Ce que nous venons de vivre en est un exemple ; un parmi tant d’autres. On a volé le vote des Français, le choix de ces « Gaulois réfractaires » que Macron insulte régulièrement.
Avant le premier tour des législatives, les partis « fréquentables » se sont alliés sans aucun complexe avec le Nouveau Front Populaire. Puis, lors du second tour, sous l’impulsion notamment de Gabriel Attal, l’ex-majorité macroniste signait, sans état d’âme, des accords de désistement avec LFI et ses alliés dans le cadre d’un « front républicain » pour contrer la poussée électorale du RN. En quoi le RN mérite-il un statut de pestiféré ? Qu’est-ce qui l’exclue de « l’arc républicain » ? En quoi est-il pire que LFI ? Personne n’est capable d’expliquer cette ostracisation avec des arguments rationnels.
Le 20 juillet, la classe politique respectable, dans son obsession d’établir un cordon sanitaire autour du RN, a collaboré avec LFI pour le partage des hautes fonctions à l’Assemblée nationale. Ces gens-là se sont entendus pour le partage des six vice-présidences. Deux sont revenues à LFI, deux à l’ex-majorité macroniste et deux à la droite dite républicaine. L’art de se partager la gamelle !
Pourtant l’antisionisme de LFI est connu de toute la classe politique. On sait que plusieurs leaders de ce parti islamo-gauchiste ont refusé de qualifier de « terroristes » les massacres, les tortures et les enlèvements d’Israéliens du 7 octobre 2023.

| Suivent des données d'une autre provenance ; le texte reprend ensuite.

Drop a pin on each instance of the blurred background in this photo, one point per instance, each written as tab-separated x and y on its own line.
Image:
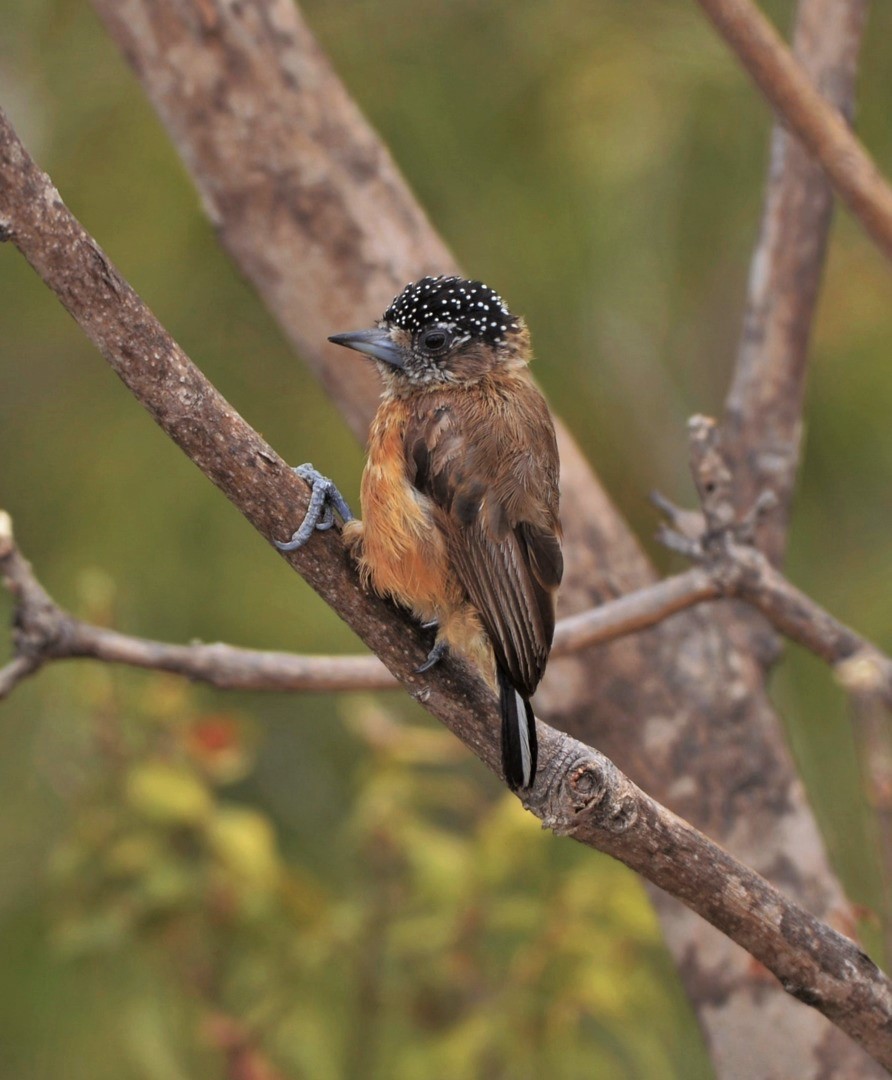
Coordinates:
332	878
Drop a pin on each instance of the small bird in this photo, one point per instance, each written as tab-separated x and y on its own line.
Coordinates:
460	494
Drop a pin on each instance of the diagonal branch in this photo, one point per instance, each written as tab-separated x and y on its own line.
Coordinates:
762	424
309	203
799	105
579	792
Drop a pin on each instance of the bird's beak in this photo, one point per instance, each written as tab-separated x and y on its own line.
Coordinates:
376	343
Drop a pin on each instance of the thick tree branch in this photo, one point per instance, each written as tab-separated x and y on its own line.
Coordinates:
762	424
730	567
579	792
800	107
309	203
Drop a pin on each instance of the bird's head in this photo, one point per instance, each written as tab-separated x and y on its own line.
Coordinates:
442	331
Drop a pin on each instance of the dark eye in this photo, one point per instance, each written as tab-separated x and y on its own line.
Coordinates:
434	340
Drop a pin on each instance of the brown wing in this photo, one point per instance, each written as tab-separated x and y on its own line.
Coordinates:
492	476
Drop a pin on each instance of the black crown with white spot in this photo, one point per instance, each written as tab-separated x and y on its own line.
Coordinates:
469	306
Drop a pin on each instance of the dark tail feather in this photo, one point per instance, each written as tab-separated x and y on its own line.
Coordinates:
519	750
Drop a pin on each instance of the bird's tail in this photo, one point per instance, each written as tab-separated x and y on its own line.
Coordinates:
519	748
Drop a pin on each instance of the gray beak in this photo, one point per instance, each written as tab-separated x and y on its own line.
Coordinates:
376	343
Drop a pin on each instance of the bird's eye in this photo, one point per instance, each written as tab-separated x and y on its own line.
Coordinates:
434	340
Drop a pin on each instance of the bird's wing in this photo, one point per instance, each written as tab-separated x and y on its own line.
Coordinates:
492	482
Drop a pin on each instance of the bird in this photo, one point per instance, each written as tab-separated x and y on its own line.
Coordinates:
460	493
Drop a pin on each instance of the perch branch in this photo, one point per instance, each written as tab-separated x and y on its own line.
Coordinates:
45	632
799	105
308	201
578	792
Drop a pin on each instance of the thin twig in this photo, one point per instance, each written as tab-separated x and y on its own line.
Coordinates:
318	217
578	791
762	423
800	106
45	632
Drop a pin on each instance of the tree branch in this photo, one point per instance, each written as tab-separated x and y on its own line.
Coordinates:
308	201
762	424
799	105
579	792
730	567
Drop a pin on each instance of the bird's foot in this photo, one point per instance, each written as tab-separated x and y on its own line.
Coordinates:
325	501
434	657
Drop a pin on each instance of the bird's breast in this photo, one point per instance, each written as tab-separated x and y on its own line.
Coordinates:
404	553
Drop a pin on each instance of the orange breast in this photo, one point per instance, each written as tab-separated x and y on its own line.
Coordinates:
403	553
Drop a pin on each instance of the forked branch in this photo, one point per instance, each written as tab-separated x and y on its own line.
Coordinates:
579	792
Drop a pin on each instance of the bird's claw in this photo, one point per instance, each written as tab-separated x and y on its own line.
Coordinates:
325	501
434	657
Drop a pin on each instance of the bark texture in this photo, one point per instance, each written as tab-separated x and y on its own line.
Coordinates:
310	205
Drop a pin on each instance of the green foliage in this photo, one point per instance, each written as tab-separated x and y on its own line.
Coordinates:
179	881
464	943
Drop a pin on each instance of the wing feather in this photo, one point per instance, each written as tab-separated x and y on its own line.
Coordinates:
497	507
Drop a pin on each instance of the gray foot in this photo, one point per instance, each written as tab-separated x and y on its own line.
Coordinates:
434	657
325	501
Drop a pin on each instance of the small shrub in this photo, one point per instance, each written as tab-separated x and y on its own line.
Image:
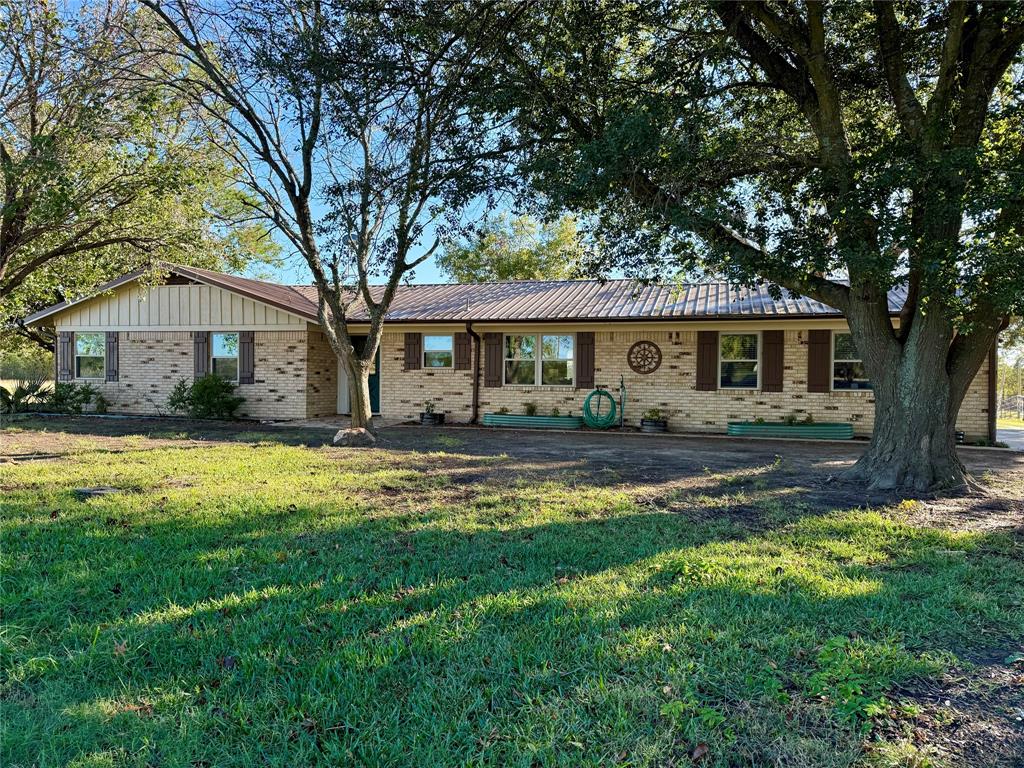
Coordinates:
208	397
68	397
23	396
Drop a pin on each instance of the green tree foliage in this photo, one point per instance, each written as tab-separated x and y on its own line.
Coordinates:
353	124
102	169
835	150
520	248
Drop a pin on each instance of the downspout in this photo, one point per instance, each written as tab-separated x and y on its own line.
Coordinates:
476	372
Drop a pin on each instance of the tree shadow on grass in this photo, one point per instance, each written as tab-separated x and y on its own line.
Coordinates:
297	636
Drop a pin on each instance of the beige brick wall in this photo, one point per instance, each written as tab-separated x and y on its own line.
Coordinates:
671	389
152	361
322	378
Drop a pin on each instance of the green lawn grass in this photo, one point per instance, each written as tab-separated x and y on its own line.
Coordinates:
262	604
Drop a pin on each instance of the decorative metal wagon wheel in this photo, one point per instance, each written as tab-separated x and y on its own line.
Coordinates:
644	357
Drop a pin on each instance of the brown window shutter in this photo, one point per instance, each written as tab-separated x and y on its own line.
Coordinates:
585	359
414	352
818	360
707	360
247	357
463	352
112	355
66	355
772	360
492	359
201	349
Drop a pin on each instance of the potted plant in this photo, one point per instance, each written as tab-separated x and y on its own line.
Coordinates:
653	421
428	417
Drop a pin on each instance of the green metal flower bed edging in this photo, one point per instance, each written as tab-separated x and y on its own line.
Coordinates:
824	431
532	422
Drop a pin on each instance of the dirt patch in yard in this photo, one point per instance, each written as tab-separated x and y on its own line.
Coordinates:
973	716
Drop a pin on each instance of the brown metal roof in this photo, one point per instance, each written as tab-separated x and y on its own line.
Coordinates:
591	300
524	301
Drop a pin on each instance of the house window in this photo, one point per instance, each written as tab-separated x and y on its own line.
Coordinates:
848	369
520	359
738	360
224	355
556	360
437	351
550	363
90	355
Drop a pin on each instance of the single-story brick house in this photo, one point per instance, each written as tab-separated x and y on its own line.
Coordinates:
705	354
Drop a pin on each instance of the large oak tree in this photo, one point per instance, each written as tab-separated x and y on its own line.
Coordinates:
841	151
101	170
352	123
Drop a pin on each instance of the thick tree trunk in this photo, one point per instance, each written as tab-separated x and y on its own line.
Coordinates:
357	373
913	445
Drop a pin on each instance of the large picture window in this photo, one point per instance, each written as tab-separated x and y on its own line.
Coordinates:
848	369
90	355
738	360
438	351
546	359
224	355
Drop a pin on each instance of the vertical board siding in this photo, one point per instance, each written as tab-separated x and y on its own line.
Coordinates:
818	360
707	373
772	360
164	306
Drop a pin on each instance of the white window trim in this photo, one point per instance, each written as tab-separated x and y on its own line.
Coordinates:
832	367
538	359
718	373
238	353
102	355
423	352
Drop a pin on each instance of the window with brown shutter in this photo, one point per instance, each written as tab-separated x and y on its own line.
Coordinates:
492	359
585	359
247	357
414	352
66	355
112	355
463	352
707	360
818	360
772	360
201	352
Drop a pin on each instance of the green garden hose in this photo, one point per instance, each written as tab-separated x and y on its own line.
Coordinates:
592	414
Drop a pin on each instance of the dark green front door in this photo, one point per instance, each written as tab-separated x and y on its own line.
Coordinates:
375	377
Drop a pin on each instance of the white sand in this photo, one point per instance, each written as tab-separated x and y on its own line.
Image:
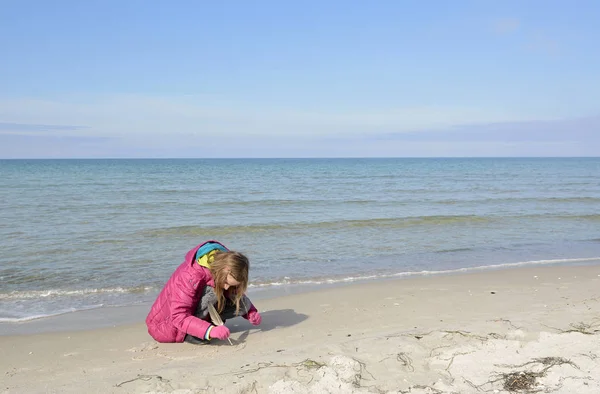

Depuis les législatives, la macronie et la droite molle tentent de « rediaboliser » LFI. Ces gens n’ont aucune dignité, aucune pudeur. Ils ont engrangé un maximum de députés grâce à l’entente avec le parti de Mélenchon. Ils ont atteints des sommets en matière de magouille et de tambouille.
Quant au cordon sanitaire autour du RN, privé des deux vice-présidences dont il disposait dans la législature précédente, il relève lui aussi d’un coup d’État « soft ». En effet, qui est capable de nous dire en quoi le RN serait pire qu’il y a deux ans? En quoi est-il plus dangereux pour la démocratie que LFI ? Alors, pourquoi un tel ostracisme ? Pourquoi un parti légal, qui a obtenu plus d’un tiers des suffrages aux législatives, un parti qui a attiré onze millions de votants, est-il frappé de bannissement pour des postes de responsabilité à l’Assemblée nationale, davantage qu’en 2022, alors qu’il a fortement augmenté le nombre de ses élus ? De qui se moque-t-on ?
La véritable raison est simple : le cordon sanitaire permet aux autres partis, de LFI à la droite molle, de se partager le fromage républicain. Tous ces gens vont à la gamelle !
Les véritables bannis, les gueux, les pestiférés, sont les onze millions d’électeurs du RN, qui se voient traités en parias, en sous-hommes ou en proscrits du suffrage universel. En fait, nous sommes devenus cette «vile multitude» que Thiers voulait priver du droit de vote, en 1851.
Les magouilles auxquelles se sont livrés les partis « respectables » alimentent l’écœurement de la politique qui touchent neuf citoyens sur dix, bien au-delà des électeurs du RN. Mais c’est sans doute le but recherché : faire basculer notre démocratie – ou ce qu’il en reste ! – dans le chaos pour mieux nous conduire vers une gouvernance européenne, dans un premier temps, puis mondiale un peu plus tard. La finance apatride qui régit le monde a très peur du réveil des peuples.